Exception in thread "main" java.lang.NullPointerException:
    Cannot invoke "Customer.getTier()" because "customer" is null
    at com.shop.PricingEngine.discountFor(PricingEngine.java:42)   ← your code: START HERE
    at com.shop.CheckoutService.total(CheckoutService.java:31)     ← your code: the caller
    at com.shop.Main.main(Main.java:12)                            ← your code: the entry point
  1. First line: what went wrong. Modern runtimes are explicit — here, customer was null when getTier() was invoked. Read the whole sentence; half the answer is usually in it.
  2. Scan down to the first frame in your package. Frames in framework or library code are context, not culprits — the overwhelmingly likely bug is at the boundary where your code handed the library something wrong. That first your-code frame, with its exact file and line, is where you set the breakpoint.
  3. Distinguish the error classes. A NullPointerException in your frame is your bug; an OutOfMemoryError is a system condition; a ConnectException is the environment. Each routes to a different investigation — code, resources, or network — and panicking at all three equally wastes the map you were just handed.

The Debugger's Checklist

  • Can you reproduce it deterministically? If not, that is the first bug to fix — capture inputs, seed the randomness, log the timing.

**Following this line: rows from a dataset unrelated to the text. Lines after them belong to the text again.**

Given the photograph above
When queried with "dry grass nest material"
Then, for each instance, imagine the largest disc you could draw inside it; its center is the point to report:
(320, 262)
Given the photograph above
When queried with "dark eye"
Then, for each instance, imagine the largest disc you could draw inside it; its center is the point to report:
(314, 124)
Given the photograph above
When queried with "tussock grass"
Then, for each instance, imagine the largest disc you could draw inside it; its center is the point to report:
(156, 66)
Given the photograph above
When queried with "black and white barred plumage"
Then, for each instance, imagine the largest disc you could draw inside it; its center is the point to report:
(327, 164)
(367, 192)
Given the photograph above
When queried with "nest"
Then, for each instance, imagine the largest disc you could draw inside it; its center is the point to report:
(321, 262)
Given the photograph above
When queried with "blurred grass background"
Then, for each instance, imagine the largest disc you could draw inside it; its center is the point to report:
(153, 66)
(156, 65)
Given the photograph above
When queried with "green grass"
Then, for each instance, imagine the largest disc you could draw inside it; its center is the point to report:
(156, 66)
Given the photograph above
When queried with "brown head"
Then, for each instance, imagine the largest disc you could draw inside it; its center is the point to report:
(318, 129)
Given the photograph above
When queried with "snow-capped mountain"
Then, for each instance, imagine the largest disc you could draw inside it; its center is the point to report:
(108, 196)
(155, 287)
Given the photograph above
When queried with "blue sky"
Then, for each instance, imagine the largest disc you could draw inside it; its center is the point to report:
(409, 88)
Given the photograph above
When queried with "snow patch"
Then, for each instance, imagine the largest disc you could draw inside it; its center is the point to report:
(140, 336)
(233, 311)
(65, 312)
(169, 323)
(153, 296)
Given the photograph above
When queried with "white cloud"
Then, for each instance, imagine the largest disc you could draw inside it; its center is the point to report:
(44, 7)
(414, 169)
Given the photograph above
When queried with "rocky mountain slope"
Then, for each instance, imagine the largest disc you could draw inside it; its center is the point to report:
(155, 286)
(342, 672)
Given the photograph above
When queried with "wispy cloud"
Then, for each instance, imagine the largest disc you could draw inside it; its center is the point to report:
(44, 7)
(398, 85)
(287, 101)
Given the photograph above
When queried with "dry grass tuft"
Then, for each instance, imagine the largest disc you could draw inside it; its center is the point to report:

  • What is the smallest input that still fails? Minimisation is hypothesis generation.
  • What changed most recently — code, data, dependency, environment? (git bisect answers the first; lockfiles and infrastructure logs the rest.)
  • Is your mental model or the code wrong? Print the value you are certain about. When debugging stalls, it is almost always because a certainty was false.
  • When it's fixed: regression test written? Root cause noted? A bug understood is a class of bugs prevented; a bug merely gone is a bug scheduled.